Una buena reseña del origen de los chiles en nogada, fue publicada por mi amiga la doctora Pilar Torres-Anguiano, en la que no sólo se esmeró –como buena filósofa– en establecer el patronazgo de san Agustín sobre la filosofía novohispana, sino también sobre este platillo, y abunda mediante un alarde de su natural erudición: “No es coincidencia que los términos saber y sabor tengan el mismo origen: la palabra latina sapere. Y es que, si nos fijamos bien, son actos análogos. En México saboreamos historias, no solo comida; y nada nos sabe si no viene acompañado de leyendas y de mitos. Así también conocemos la esencia de las cosas. La misma Sor Juana Inés de la Cruz, aseguraba que si Aristóteles hubiera aprendido a cocinar, habría hecho más filosofía. Nadie mejor que ella para afirmarlo.”
Como sea, a lo largo de la historia impresa de la gastronomía mexicana, se les menciona en infinidad de recetarios; se proponen las más diversas formas y se agregan o suprimen ingredientes. Por ejemplo, a principios del siglo XX una provinciana no lejana, Carmen Cabrera de la Campa de del Hoyo, zacatecana, en su libreta de recetas (llevada a la imprenta en 1971 por Eugenio del Hoyo Cabrera) da cuenta de tres formas para prepararlos. En ninguna, por cierto se les menciona capeados.
Alfonso Reyes, sibarita donde los hubo, en su libro “Memorias de cocina y bodega” (ejemplar en primera edición que debo a mi querido y ausente amigo Juan Manuel Arredondo Vilet) menciona como referencia imprescindible de la cocina mexicana: “los chiles verdes en nogada, salsa blanca y granada roja, colores del pabellón nacional que alguna vez nos ha ofrecido Celia Chávez”. Con toda seguridad los chiles fueron degustados en el comedor de la casa de la esquina de Paseo de la Reforma y Río Neva, propiedad del doctor Ignacio Chávez, gloria de la cardiología nacional. De Celia, Carlos Fuentes recordaría con frecuencia que fue “la muchacha más bella de nuestra generación”. Seductora, femenina al fin nuestra gastronomía.
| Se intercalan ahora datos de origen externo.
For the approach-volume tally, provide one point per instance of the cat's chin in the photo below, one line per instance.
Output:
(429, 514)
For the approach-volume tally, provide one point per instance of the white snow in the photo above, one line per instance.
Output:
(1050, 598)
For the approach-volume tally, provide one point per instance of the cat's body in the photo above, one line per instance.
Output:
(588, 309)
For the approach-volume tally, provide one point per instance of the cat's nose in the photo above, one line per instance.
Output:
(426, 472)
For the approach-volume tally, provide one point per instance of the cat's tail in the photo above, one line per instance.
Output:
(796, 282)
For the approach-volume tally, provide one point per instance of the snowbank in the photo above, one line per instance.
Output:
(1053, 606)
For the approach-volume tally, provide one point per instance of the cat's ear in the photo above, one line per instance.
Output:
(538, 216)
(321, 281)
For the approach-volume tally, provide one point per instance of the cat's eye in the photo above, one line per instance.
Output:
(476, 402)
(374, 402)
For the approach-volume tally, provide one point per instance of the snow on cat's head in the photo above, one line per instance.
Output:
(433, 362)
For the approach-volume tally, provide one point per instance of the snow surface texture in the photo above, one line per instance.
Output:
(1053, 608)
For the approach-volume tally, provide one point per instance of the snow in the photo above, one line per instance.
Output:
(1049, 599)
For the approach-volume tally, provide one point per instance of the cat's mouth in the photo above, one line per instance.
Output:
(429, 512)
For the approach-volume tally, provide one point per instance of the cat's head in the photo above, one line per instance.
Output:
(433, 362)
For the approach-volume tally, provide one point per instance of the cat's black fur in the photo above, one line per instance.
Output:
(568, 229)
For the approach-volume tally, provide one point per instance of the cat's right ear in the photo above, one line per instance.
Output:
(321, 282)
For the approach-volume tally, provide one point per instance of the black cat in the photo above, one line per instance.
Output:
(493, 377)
Aquí, en San Luis, hace algunas semanas, Pedro Salmerón, historiador sibarita que recomienda acompañarlos con champaña, se extrañó ante la presentación capeada de uno que, luego de ciertos aspavientos inconexos, consumió sin pensarlo; sólo argumentó que aunque un poco pasados de dulce, eran bastante buenos. En San Luis también hace aire.
Sin capear, dicta la regla no escrita, y bajo esta sentencia debo señalar que los mejores que he probado en últimas fechas, fueron aquellos que me invitó el licenciado Gabriel Gómez, en un comedor montado al amparo de una vetusta casona porfiriana. Sé, sin embargo, que los más deliciosos de la comarca, son los que se prepararan en breve y con receta secreta, en casa de la ingeniero Patricia Arámbula. A ver si invita.
Gracias por la lectura; cuídense y consuman chiles en nogada, “porque siempre se está a tiempo.”